普天間移設加速狙う政府、宜野湾市と直接対話の枠組み創設へ…沖縄県は頭越しの動きに不快感

 米軍普天間飛行場を抱える沖縄県宜野湾市の負担軽減に向け、政府は17日にも、市長と官房副長官をトップとした直接対話の枠組みを創設する。  同飛行場の県内移設に反対する県を介さず、国が直接、地元の要望を聞き取ることで、移設作業の加速につなげる狙いがある。  首相官邸で開かれる初会合には、佐喜真淳市長と佐藤文俊官房副長官のほか、関係省庁の幹部らが出席し、住宅街に位置する同飛行場の騒音対策などについて話し合う予定だ。  政府は昨年5月、移設先の沖縄県名護市と同様の直接対話を始めており、工事の本格化に伴う交通渋滞対策などに関する協議を続けている。両市とも、移設計画には明確に反対しておらず、政府として地元に寄り添う姿勢を示すことで、住民らの理解を広げたい考えだ。市側も国とのパイプを築くメリットがある。  一方、移設計画に反対する玉城デニー知事の頭越しで進む動きを巡り、県幹部は「国が県抜きで話を進めるのであれば、大きな懸念だ」と不快感を示す。  県側が開催を求める、知事と官房長官が協議する「普天間飛行場負担軽減推進会議」は、玉城氏が知事に就任した翌年の2019年を最後に開かれていないためだ。
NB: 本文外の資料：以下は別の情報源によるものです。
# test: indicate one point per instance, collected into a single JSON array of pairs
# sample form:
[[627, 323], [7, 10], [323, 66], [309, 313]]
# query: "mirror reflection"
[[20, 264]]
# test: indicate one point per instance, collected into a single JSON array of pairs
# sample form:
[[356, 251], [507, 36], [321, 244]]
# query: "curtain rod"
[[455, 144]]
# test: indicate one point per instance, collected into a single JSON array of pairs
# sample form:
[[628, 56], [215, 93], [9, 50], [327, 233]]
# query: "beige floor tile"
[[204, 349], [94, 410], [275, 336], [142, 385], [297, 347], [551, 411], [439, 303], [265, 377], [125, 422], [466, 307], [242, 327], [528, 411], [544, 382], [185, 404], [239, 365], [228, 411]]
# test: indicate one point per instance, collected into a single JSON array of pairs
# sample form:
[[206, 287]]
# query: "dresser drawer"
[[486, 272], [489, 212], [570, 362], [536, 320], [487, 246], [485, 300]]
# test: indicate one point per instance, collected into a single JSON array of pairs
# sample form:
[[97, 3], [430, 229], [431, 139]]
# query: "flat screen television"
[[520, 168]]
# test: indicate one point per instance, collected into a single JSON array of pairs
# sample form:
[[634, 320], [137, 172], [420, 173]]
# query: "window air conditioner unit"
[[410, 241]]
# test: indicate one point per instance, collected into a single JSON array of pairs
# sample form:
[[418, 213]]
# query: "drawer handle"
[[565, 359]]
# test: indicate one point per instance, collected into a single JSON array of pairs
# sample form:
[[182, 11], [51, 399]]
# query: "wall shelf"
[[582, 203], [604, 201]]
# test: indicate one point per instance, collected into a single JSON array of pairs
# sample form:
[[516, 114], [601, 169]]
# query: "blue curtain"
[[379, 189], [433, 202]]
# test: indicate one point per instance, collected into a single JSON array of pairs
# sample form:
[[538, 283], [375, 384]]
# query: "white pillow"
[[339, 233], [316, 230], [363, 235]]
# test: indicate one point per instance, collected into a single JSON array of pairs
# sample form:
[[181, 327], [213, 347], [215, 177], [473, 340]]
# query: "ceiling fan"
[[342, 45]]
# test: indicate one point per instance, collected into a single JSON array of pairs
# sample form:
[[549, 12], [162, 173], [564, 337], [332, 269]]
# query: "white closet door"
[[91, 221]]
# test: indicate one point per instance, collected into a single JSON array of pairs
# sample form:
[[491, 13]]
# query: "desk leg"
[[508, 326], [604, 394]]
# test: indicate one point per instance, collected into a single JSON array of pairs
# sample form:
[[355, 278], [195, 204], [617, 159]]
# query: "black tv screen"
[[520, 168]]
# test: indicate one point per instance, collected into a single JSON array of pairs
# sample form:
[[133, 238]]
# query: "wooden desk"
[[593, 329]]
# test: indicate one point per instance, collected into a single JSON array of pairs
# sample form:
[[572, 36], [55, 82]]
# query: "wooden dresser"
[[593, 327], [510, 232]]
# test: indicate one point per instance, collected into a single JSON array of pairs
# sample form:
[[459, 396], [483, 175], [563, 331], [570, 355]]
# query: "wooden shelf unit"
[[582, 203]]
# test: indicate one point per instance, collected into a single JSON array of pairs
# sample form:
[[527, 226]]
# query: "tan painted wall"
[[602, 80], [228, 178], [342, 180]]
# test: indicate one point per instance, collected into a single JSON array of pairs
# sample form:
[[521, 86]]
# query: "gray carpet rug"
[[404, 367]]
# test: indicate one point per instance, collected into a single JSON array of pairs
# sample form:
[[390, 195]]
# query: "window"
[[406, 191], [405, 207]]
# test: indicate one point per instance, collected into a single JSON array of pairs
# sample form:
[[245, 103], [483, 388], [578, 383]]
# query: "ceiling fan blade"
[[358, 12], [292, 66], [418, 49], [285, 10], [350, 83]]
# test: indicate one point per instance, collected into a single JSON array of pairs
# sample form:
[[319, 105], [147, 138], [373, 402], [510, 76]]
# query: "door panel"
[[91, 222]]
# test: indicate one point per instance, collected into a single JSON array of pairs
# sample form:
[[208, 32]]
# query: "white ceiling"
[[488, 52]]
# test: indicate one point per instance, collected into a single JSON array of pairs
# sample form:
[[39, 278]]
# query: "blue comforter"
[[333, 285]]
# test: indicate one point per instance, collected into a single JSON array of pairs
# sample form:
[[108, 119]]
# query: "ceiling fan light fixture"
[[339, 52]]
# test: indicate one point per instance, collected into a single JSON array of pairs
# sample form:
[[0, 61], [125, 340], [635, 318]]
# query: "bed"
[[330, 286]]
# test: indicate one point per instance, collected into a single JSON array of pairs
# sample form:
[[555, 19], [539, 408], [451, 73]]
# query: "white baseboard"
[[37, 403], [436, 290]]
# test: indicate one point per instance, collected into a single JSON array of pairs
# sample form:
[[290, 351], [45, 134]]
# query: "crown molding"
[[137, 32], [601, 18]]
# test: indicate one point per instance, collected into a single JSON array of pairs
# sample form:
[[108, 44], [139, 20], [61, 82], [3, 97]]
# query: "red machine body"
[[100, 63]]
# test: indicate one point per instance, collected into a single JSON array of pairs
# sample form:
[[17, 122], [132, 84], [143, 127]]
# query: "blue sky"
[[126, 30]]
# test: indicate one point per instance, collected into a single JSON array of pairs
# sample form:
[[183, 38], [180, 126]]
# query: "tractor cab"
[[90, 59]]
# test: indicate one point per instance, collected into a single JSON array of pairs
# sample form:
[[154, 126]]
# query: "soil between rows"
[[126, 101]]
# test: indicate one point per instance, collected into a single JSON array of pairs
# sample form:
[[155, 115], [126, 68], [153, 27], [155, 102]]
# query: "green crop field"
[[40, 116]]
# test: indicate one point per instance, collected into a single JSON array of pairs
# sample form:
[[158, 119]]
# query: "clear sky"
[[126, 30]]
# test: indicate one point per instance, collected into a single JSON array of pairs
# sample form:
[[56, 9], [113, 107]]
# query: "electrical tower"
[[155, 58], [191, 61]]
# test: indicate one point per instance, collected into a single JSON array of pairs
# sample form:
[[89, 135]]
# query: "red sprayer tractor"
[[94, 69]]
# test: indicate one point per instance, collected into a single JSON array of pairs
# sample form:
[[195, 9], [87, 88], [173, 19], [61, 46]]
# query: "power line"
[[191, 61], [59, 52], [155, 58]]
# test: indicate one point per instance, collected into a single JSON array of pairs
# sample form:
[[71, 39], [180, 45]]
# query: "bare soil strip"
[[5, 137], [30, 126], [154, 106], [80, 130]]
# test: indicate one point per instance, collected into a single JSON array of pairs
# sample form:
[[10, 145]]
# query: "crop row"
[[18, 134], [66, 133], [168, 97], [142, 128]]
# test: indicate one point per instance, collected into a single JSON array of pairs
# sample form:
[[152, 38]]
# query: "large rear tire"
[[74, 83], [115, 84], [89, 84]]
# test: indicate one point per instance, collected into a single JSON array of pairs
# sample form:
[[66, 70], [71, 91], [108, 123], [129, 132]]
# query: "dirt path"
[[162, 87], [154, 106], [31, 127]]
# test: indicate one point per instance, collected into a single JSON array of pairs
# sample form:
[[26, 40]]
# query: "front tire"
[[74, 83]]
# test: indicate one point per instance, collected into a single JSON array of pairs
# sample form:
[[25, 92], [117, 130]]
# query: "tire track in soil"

政府関係者は「今の知事と対話しても、移設反対キャンペーンに利用されるだけだ」と指摘しており、政府と県の関係修復は見通せていない。  こうした中、政府が宜野湾市との直接対話の枠組みをこの時期に新設するのは、夏の参院選へのアピールの意味もありそうだ。  沖縄選挙区(改選定数1)では、自民党と、知事を支える「オール沖縄」の候補予定者が対決する構図となる見通しで、同じ全県選挙の知事選が来年に迫るだけに、参院選はその前哨戦として注目されている。